Residents of Morocco who experienced the earthquake firsthand said that confusion had quickly turned into chaos when their walls started shaking and objects started crashing to the ground.

In Amizmiz, a town about 30 miles southwest of Marrakesh that is near the epicenter, Yasmina Bennani was about to go to sleep on Friday night when she heard a loud noise.

“I felt terrorized,” said Ms. Bennani, 38, a journalist who, like many people in the area, lives in a house made of clay bricks. “I ran out of my room screaming, asking my mother to leave.”

The shaking cracked walls, broke vases and lamps, and sent chunks of ceiling falling to the floor, clogging her kitchen sink and stove with dust and debris.

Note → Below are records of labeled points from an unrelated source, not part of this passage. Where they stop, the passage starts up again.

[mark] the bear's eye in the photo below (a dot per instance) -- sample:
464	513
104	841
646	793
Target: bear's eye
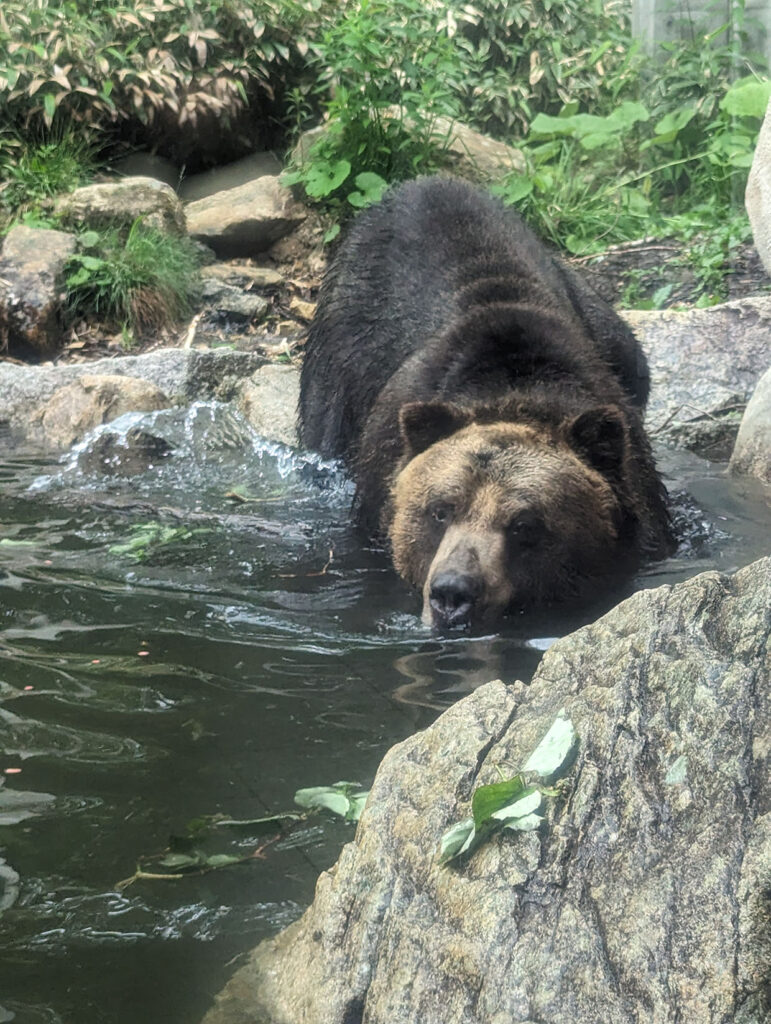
441	512
526	529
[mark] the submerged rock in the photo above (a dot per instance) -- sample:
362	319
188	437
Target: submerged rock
32	285
645	896
752	454
232	302
124	455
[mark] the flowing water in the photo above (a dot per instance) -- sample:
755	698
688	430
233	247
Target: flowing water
168	654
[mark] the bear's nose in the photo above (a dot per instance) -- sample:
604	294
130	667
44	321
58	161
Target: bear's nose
453	596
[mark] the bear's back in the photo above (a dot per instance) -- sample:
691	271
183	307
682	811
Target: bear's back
410	267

“It didn’t last long but felt like years,” Ms. Bennani said.

Credit…Yasmina Bennani
Credit…Yasmina Bennani

She and her mother slept outside, a choice that many residents in towns and cities near the earthquake’s epicenter, in the High Atlas Mountains, also made amid fears of aftershocks.

As the death toll continued to climb on Saturday and rescue workers scrambled to find survivors in the rubble, it became painfully clear that many had not made it through the night.

“My husband and four children died,” one woman told Moroccan state television. “Mustapha, Hassan, Ilhem, Ghizlaine, Ilyes. Everything I had is gone. I am all alone.”

In Agadir, a town on the Atlantic coast west of the earthquake’s epicenter, Jihane Maftouh, 36, said she had felt fear and confusion when the shaking started.

“We prayed and heard things breaking,” Ms. Maftouh said. “I got dressed, left the house and didn’t even look back.”

Yacine Kourkouz, a resident of Marrakesh, told France’s BFMTV news channel on Saturday that he had endured “a night of horror.”

Mr. Kourkouz said he had been having dinner late on Friday when he felt a slight tremor. For a moment, he thought it was the vibrations of his washing machine. But the shaking rapidly worsened.

“The adrenaline took over,” Mr. Kourkouz told BFMTV. He rushed out of his fourth-floor apartment, down the stairs and into the street, where other residents had gathered.

“We looked at the feeling of terror on people’s faces,” he said. “Everyone was stunned, everyone was making calls.”

Raja Bouri, 33, who lives on the outskirts of Marrakesh, said that her walls had withstood the quake but that everything in her kitchen had fallen to the floor.

“I never felt anything like this in my life,” Ms. Bouri said. “It felt like a plane fell on me.”